Chacun peut d’ailleurs le vérifier simplement. Quand vous cherchez dans votre carrière les moments formateurs qui vous ont construit, ceux où vous avez l’impression d’avoir appris beaucoup, ceux qui expliquent sans doute les succès rencontrés dans la suite de votre carrière : ce sont souvent des moments qui n’ont pas été les plus agréables quand vous les avez vécus ; ce sont des moments où vous alliez au travail la boule au ventre, victimes du syndrome de l’imposteur. Et vous avez découvert ensuite leur richesse et leur fécondité.

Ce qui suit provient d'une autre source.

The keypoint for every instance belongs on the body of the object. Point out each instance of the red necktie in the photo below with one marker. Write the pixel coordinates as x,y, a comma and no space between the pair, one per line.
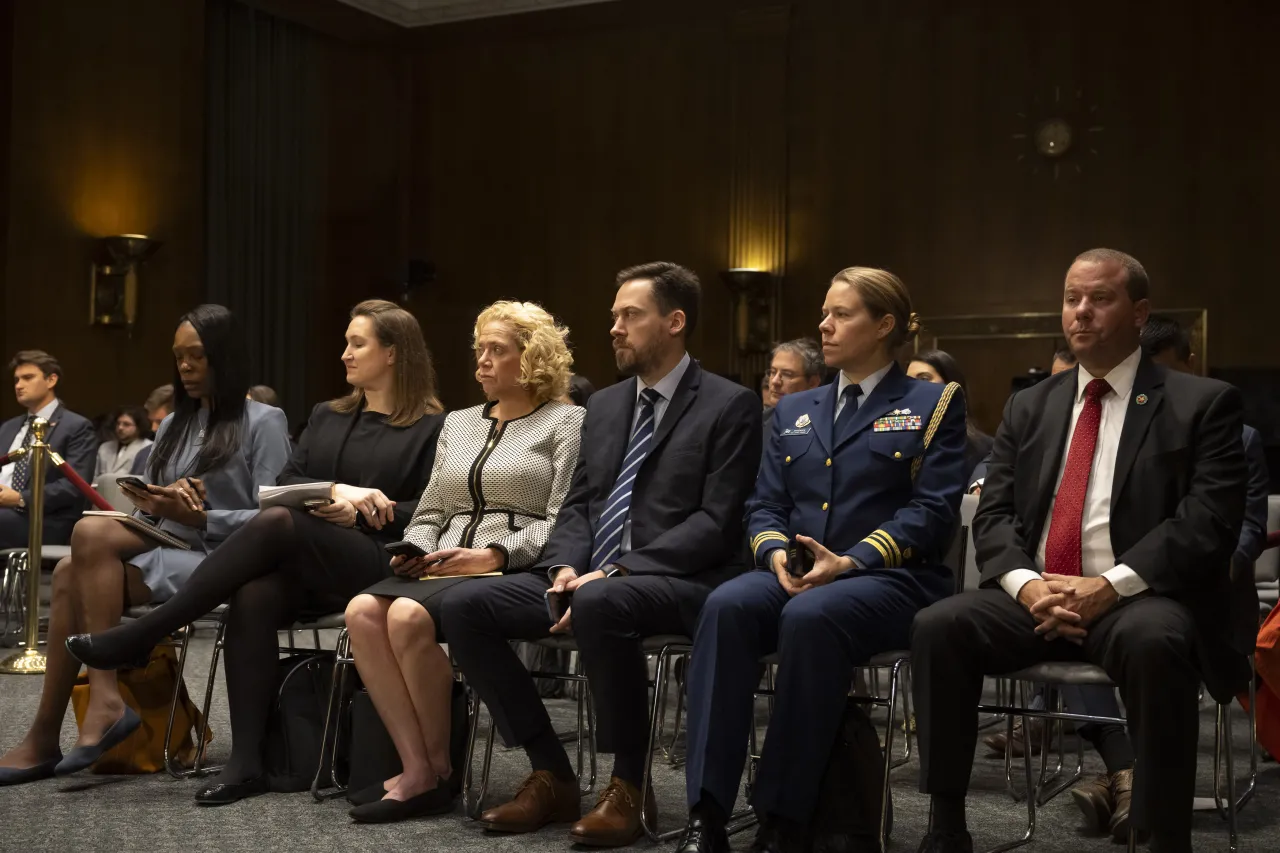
1063,547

De la même manière, les psychologues du développement rappellent que notre personnalité ne cesse d’évoluer au fil du temps, loin de ces approches fixistes où tout se jouerait dans les premiers âges de l’existence. Evidemment on n’aborde pas l’existence, et donc le travail, à vingt-cinq ans après son diplôme, comme dans la trentaine quand grandissent les enfants, dans la cinquantaine au moment du l’arrivée de ceux du second mariage ou encore à la soixantaine quand la perspective de fin de carrière commence de s’installer. Cette banalité anthropologique devrait être rappelée quand on traite de la question du télétravail : si on peut comprendre le sentiment de confort et de liberté qu’il procure, on ne devrait pas oublier qu’avec le temps peut grandir le souci de se développer et de faire carrière et le jeu politique des organisations pour gérer sa carrière ne s’accommode pas forcément de la distance. Il y a certainement un marché éditorial sur le sujet de la « télégestion de carrière ».

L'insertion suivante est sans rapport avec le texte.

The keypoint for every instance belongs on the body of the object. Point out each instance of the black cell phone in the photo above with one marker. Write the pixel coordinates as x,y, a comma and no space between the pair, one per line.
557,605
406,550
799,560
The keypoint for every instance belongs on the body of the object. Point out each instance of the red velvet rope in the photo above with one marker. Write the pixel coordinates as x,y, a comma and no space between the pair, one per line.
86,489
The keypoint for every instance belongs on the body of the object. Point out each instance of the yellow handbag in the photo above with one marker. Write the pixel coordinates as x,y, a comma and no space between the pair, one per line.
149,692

La découverte des autres et des relations fait aussi partie de l’expérience professionnelle. Dans un colloque récent[1] sur les coopérations entre entreprises et territoires, beaucoup s’interrogeaient sur les dispositifs politiques ou réglementaires facilitant ces partenariats, mais très vite les intervenants mirent en évidence l’impact premier de rencontres entre des personnes, de relations personnelles qui permettaient la confiance, le projet commun, l’initiative conjointe et donc le succès des coopérations ; il n’y a que le risque de l’expérience qui, une fois encore, permet de le découvrir. Il en va de même dans l’expérience professionnelle où ce sont des rencontres qui génèrent de la satisfaction, la qualité d’un premier manager qui détermine le succès futur, le hasard des interactions qui transforme la vision de son travail.
Même si chacun débute son expérience professionnelle en se croyant le centre de l’univers, singulier dans des entreprises que l’on imagine tenir à distance en l’utilisant comme une opportunité, il n’en fera pas moins l’expérience que les institutions sont des cultures, des tribus. Dans un ouvrage récent[2], l’auteur tente de réhabiliter l’idée de tribu, de montrer que ce n’est pas qu’une structure qui s’impose à l’individu en réduisant sa liberté et sa singularité mais que c’est un phénomène anthropologiquement banal, répondant à ce qu’il nomme trois « instincts » de base propres à la vie de toute collectivité.
Pour Morris, le premier de ces instincts est celui des pairs, ceux avec lesquels on se trouve des connivences et des similitudes, ceux que l’on a soin d’imiter, et dont on attend les réactions réconfortantes, ceux qui rassurent, soutiennent et accompagnent. Il y a ensuite l’instinct des héros, de ceux que l’on admire, que l’on veut imiter et dont on accepte l’influence ; on cherche chez eux l’incarnation des valeurs qui nous aident à aborder le mode et à y agir. Enfin, on découvre l’instinct des ancêtres, des fondateurs, de ceux auprès desquels on cherche des traditions, des références ou des codes de conduite pour s’identifier, comme si leur présence dans l’histoire donnait un guide ainsi qu’une validation de la manière d’agir aujourd’hui. Même s’il n’y a rien de plus étrange que les tribus des autres, c’est la vie collective qui permet de découvrir l’importance pour soi de celles auxquelles on appartient, à son corps défendant parfois.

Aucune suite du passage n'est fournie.